Culture pop : Impossible d’y échapper

Même le romancier Murakami Haruki est allé jusqu’à inclure au moins quelques-uns d’entre eux dans ses romans comme le mystérieux mouton de La Course du mouton sauvage (Hitsuji o meguru bôken, éd. Le Seuil, coll. Points). Mais même en faisant fi de la littérature, le studio Ghibli et son réalisateur numéro un, Miyazaki Hayao, en particulier, ont souvent eu recours à des yôkai pour transmettre leurs messages écologistes. Déjà en 1988, on retrouvait dans leur troisième long métrage, Mon voisin Totoro (Tonari no Totoro), quelques personnages fantastiques qui n’appartiennent peut-être pas au panthéon des yôkai traditionnels (Miyazaki lui-même met un point d’honneur à ne jamais utiliser ce mot dans ses films), mais qui existent bel et bien. Pour leur part, les tanuki de Takahata Isao dans Pompoko (Heisei tanuki gassen ponpoko, 1994) qui utilisent leur pouvoir de transformation pour lutter contre le développement des banlieues sont directement inspirés de la mythologie japonaise.

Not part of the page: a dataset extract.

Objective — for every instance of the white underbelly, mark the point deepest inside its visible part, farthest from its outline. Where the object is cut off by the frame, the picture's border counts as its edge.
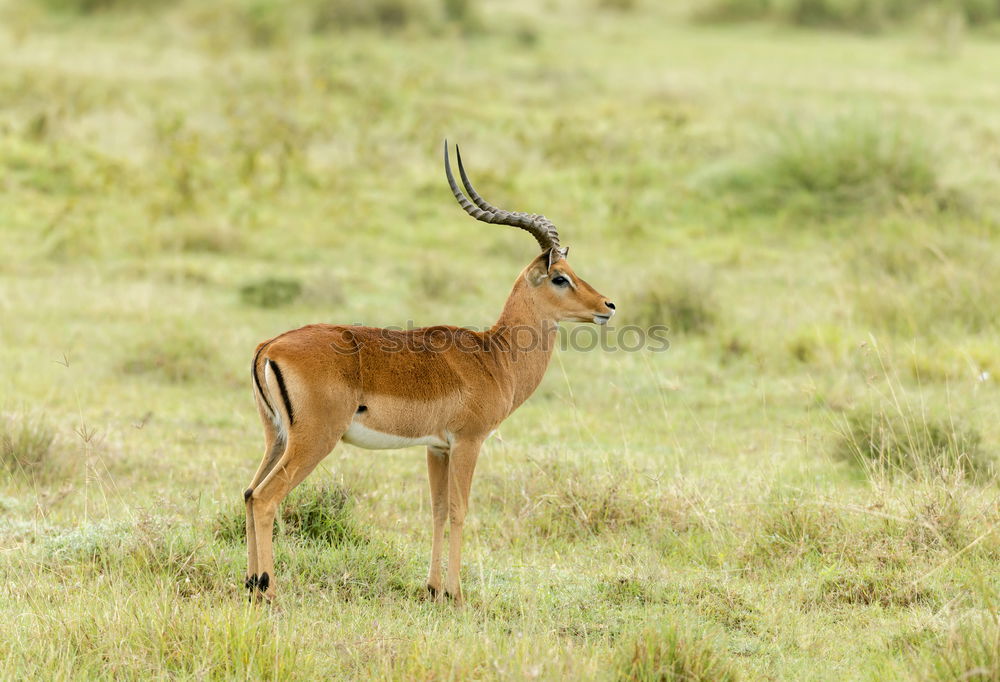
(363, 437)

Même le plus grand succès de Miyazaki, Le Voyage de Chihiro (Sen to Chihiro no kamikakushi, 2001), comprend de nombreuses créatures mythologiques bizarres telles que le shikigami et No-face, l’esprit solitaire qui devient obsédé par Chihiro et la suit partout. Mais le film du roi de l’animation qui offre sans doute le meilleur portrait de l’animisme et du culte de la nature au Japon est Princesse Mononoke (Mononoke Hime, 1997). Il présente un grand nombre de kodama (esprits qui peuplent les arbres) représentés par de petits humanoïdes blancs aux grandes têtes cliquetantes.

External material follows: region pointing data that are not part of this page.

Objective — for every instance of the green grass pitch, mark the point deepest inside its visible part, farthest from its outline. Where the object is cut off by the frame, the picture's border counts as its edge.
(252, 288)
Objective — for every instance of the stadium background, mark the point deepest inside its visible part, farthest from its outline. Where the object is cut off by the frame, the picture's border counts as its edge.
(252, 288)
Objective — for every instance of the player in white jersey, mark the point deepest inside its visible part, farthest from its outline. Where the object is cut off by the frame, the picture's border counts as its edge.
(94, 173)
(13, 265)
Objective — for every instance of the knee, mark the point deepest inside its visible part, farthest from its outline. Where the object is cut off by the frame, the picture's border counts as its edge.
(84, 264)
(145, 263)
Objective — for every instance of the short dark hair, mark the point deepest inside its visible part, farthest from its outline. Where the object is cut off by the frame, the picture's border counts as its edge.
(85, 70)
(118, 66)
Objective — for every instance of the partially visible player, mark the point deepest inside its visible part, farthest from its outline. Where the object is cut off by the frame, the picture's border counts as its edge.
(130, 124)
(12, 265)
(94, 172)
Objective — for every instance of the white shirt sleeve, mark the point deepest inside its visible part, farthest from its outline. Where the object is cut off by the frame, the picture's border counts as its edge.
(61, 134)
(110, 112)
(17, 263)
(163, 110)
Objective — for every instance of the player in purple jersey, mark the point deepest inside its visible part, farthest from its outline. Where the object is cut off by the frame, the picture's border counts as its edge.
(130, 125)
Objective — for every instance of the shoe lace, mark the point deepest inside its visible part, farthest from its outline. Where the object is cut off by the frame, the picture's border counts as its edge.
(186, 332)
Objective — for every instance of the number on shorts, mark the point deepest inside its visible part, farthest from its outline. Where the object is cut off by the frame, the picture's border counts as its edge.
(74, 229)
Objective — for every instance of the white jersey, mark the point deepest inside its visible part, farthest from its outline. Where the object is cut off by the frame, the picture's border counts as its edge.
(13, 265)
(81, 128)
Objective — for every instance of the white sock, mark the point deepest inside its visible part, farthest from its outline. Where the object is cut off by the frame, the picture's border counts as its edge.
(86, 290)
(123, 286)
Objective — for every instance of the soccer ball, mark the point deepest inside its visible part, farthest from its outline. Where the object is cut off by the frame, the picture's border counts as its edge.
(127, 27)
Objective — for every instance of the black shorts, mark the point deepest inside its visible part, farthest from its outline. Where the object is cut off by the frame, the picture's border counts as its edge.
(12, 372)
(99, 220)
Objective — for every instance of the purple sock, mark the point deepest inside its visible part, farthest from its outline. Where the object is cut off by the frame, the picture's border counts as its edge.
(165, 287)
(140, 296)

Excelangue (Beroringa en japonais) est un Pokémon de type Normal de la première génération. / DR

Bien sûr, Ghibli n’est pas le seul pourvoyeur d’histoires de yôkai. Plusieurs séries animées à la télévision comme Nura, le seigneur des yôkai (Nurarihyon no Mago, Kaze) font que le protagoniste Nura vit dans une maison remplie de yôkai et son grand-père en est le chef de clan, Inuyasha, une aventure pleine d’humour dont le personnage est mi-humain et mi- yôkai, ou encore Le Pacte des yôkai (Natsume Yûjin-chô, éd. Delcourt Tonkam) dans lequel un adolescent orphelin qui peut voir des esprits hérite de sa grand-mère défunte un livre qui énumère tous les esprits qu’elle avait placés sous son contrôle.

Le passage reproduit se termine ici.